HSBC and BTIG Downgrade American Express Rating Due to Valuation and Slowing Fundamentals
American Express Company (NYSE: AXP) has recently faced downgrades from two investment banks, HSBC and BTIG, due to concerns regarding the stock’s valuation and declining fundamentals.
HSBC has reduced its rating on AXP shares from Buy to Hold, primarily citing the stock’s significant increase in value. Year-to-date, the stock has risen by 47%, and over the last 12 months, it has surged by 85%, markedly outperforming the S&P 500, which saw gains of 21% and 33% in the same time frames.
While acknowledging American Express’s robust economic model, manageable credit risk, and appeal to younger consumers, HSBC experts noted the company’s successful product innovation and strong brand. However, they believe the current stock price adequately reflects these strengths. They expressed concerns regarding the company’s revenue growth, suggesting that realizing a target of 10% annual revenue growth could be challenging without a boost in economic growth.
Valuation also emerged as a critical concern for HSBC. The stock currently trades at a multiple of 20.3 times the consensus earnings estimate for the upcoming year, significantly exceeding its 10-year average of around 15 times. This valuation is only marginally below the historically high price-to-earnings ratio of the S&P 500, a comparison that has been observed infrequently in the last decade. Analysts emphasized the difficulty in justifying why AXP should trade at or above the market’s average multiple, given the substantial credit portfolio, its status as a systemically important banking institution, and its sensitivity to economic fluctuations.
HSBC has raised its price target for American Express slightly from $265 to $270.
On the other hand, BTIG has also downgraded AXP from Neutral to Sell, citing two main factors. First, the firm foresees increased risks to the company’s fundamental financial metrics, including billed business, revenue growth, net interest income, and credit trends.

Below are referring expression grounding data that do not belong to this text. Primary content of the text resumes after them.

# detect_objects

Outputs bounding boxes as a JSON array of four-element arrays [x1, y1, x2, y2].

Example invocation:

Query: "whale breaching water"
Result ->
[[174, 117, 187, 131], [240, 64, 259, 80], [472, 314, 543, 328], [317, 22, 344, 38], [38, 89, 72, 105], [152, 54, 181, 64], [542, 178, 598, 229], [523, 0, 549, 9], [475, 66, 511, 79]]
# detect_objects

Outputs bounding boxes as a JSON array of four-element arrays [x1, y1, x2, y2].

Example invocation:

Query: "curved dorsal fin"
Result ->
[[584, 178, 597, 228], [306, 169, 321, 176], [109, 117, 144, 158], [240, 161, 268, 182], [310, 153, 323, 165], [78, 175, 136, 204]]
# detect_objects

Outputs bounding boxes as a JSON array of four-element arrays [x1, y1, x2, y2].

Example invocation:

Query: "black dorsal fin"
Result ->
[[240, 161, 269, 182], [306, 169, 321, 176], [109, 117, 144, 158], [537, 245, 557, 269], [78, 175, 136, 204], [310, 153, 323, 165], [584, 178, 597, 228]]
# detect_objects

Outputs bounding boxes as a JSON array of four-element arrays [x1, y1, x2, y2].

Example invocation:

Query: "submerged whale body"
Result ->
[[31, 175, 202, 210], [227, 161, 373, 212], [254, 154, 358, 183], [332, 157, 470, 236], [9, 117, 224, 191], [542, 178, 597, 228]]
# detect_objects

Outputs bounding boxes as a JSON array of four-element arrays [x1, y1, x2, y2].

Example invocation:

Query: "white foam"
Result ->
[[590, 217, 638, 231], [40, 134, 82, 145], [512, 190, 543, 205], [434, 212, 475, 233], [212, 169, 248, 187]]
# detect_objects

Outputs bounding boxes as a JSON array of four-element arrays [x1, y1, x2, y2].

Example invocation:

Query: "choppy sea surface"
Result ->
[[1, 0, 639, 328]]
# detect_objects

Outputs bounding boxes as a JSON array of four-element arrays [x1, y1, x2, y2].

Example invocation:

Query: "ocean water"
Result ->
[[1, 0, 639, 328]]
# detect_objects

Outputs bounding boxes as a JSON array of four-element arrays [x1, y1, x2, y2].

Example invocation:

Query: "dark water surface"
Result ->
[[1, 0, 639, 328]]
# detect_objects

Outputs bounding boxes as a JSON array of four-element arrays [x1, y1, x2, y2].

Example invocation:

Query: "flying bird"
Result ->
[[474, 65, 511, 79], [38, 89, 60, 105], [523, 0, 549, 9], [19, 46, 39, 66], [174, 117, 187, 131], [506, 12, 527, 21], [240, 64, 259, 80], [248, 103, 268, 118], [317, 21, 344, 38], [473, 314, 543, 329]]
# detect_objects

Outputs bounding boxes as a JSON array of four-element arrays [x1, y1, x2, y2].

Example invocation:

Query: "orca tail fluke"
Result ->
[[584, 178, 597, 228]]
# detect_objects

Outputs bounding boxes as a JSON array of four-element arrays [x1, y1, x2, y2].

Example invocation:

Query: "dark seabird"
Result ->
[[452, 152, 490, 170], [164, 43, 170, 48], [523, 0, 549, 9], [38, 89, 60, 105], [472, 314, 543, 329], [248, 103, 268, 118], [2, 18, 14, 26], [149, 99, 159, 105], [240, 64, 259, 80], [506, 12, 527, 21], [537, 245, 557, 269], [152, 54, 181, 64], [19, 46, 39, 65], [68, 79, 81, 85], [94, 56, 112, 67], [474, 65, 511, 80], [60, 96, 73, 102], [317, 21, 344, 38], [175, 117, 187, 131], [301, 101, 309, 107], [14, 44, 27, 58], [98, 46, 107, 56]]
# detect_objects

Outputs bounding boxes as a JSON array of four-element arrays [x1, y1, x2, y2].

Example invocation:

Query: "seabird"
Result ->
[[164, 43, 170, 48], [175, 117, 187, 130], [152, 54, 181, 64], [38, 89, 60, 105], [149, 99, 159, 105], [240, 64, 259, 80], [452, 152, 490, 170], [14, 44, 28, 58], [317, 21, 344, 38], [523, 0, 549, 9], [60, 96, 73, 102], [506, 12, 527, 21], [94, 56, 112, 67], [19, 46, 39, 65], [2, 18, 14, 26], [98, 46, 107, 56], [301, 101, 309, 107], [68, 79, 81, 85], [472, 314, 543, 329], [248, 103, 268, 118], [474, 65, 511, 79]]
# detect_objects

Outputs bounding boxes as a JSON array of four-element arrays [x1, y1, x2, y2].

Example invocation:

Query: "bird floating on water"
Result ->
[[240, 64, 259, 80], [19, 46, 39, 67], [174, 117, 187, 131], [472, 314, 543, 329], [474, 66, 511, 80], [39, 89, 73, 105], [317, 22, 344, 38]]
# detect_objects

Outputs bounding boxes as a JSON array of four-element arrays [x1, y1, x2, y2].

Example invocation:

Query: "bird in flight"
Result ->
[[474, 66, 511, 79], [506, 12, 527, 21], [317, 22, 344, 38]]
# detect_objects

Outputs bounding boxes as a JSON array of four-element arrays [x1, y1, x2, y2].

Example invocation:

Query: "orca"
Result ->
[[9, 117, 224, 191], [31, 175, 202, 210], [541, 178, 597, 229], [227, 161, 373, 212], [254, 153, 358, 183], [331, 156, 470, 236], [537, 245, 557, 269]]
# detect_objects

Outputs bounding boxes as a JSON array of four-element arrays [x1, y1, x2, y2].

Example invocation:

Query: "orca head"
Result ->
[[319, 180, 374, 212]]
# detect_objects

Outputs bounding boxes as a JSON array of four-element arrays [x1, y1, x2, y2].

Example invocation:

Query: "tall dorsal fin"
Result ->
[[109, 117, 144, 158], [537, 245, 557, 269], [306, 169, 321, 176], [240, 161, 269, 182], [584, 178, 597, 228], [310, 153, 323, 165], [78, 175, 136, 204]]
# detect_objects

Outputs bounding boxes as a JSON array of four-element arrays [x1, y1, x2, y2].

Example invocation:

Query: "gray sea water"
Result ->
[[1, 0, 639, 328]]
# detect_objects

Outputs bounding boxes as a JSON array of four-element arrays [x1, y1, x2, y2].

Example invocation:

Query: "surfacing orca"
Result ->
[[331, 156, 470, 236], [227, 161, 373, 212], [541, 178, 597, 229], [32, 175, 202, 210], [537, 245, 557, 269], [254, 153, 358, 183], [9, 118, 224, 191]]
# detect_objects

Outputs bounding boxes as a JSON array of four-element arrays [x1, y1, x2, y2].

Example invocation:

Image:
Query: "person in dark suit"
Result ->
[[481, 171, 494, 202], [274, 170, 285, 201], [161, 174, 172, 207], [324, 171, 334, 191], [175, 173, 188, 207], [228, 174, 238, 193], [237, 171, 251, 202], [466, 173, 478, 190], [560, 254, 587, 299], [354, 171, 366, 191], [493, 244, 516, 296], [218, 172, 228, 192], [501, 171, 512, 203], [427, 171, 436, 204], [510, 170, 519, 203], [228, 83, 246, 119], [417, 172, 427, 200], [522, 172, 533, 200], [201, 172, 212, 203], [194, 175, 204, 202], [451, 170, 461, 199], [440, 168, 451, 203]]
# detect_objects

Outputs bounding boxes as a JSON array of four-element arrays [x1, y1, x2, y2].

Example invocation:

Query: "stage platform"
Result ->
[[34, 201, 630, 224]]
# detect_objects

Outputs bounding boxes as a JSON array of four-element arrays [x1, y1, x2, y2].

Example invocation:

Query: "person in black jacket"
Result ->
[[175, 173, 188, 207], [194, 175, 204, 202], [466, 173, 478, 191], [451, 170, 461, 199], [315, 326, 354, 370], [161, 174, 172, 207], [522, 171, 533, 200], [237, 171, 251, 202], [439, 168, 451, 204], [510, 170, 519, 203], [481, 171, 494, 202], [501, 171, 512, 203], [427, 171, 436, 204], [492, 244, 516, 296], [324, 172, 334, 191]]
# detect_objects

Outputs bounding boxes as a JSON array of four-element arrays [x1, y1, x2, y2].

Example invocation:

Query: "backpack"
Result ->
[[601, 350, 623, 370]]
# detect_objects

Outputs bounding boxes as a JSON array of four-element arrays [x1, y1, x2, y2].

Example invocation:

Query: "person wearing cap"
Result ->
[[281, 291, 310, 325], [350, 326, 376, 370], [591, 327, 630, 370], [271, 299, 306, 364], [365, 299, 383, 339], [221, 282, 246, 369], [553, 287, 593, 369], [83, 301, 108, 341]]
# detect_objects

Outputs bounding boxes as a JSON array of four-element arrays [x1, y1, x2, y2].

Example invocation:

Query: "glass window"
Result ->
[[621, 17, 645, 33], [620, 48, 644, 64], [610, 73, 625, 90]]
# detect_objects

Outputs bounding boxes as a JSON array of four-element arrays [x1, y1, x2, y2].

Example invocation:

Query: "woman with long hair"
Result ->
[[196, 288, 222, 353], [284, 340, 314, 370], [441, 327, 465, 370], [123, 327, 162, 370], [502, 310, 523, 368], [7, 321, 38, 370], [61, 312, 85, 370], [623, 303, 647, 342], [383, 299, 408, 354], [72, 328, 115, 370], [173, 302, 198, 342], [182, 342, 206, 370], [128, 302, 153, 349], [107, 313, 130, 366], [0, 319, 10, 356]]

Secondly, BTIG believes the current stock price already reflects overly optimistic expectations for 2025, including anticipated earnings per share and revenue growth, which they consider unlikely to be achieved.
BTIG’s team remarked, “In other words, substantial improvement in Amex’s fundamentals is necessary just to maintain AXP’s current share price.” The firm has maintained its price objective for the stock at $230.